Può risultare falsa l’accusa di artificiosità, persino se diretta esclusivamente alle

⇒ attuazioni più formali.

Chiaramente, nella littera textualis i rapporti a contrasto fra gli spessori degli articoli, il

trasformarsi delle curve in angoli, vanno a creare un’impressione di dinamicità, che

sicuramente si pone in antitesi con il disegno statico e chiaroscurale della littera antiqua. Per

quanto riguarda i pregiudizi sulla scrittura gotica è necessario considerare il mutamento

nell’uso della penna; ma da qui possiamo innescare una contestazione: è imprecisa la

conclusione che si vuole trarre a proposito dell’angolo di scrittura, in quanto esso ha rilievo nei

modi di produzione e di esecuzione, ma non ha nessun ruolo significativo in rapporto al tratto

della scrittura e al cambio grafico. Esso è soltanto un effetto e non la causa vera e propria

del funzionamento della scrittura. Tutti gli effetti ottenuti con la nuova scrittura sono il

risultato di un processo di natura diversa, storico e strutturale molto complesso.

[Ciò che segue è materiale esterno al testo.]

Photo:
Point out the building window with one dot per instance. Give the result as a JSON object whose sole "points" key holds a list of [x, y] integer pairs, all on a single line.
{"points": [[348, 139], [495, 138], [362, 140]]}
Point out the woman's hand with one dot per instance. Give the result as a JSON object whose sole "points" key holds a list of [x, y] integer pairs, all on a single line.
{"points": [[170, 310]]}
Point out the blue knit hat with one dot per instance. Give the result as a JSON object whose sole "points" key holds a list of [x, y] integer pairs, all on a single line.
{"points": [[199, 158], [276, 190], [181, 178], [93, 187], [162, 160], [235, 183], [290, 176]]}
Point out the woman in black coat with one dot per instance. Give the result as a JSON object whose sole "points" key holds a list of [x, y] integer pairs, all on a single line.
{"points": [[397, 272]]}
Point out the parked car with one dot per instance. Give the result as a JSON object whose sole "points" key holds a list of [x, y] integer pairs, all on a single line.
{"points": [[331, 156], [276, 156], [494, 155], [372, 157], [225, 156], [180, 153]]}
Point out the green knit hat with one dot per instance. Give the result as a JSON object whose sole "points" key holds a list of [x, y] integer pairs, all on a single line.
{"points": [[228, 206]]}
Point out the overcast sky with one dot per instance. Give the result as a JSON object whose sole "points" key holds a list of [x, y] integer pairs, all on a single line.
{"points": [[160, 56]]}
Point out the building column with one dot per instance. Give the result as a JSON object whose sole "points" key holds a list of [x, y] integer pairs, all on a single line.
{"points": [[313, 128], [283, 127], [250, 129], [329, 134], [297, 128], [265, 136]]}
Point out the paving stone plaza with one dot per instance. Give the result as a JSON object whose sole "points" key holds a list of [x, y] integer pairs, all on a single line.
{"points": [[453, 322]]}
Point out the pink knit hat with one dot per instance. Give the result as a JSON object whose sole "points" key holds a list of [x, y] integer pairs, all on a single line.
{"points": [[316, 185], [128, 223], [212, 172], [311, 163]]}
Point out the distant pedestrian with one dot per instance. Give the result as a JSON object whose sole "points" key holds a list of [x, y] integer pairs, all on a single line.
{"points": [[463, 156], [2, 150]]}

Possiamo affermare che la nuova temperatura della penna è il mezzo con il quale

possiamo ottenere diversi effetti, rispondenti, in misura maggiore alla nuova

articolazione della scrittura.

5. verso la fine del XII secolo appaiono i seguenti caratteri:

a. Sistema dei trattini sul rigo

b. Serrarsi delle lettere fra loro

c. Uniformarsi delle lettere in altezza

d. Trasformarsi delle curve in angoli con passaggio immediato al minimo spessore dei

tratti

e. Netti attacchi e stacchi di lettere e tratti

f. Compiuto definirsi della parola

g. Spazi costanti fra lettere e fra parole

h. Assimilazione e poi classificazione degli articuli delle lettere in alcuni elementi

ricorrenti, nel senso di una economica articolazione grafica libraria (corpo,

traverso, testa, mezza testa, punto, mezzo punto,..)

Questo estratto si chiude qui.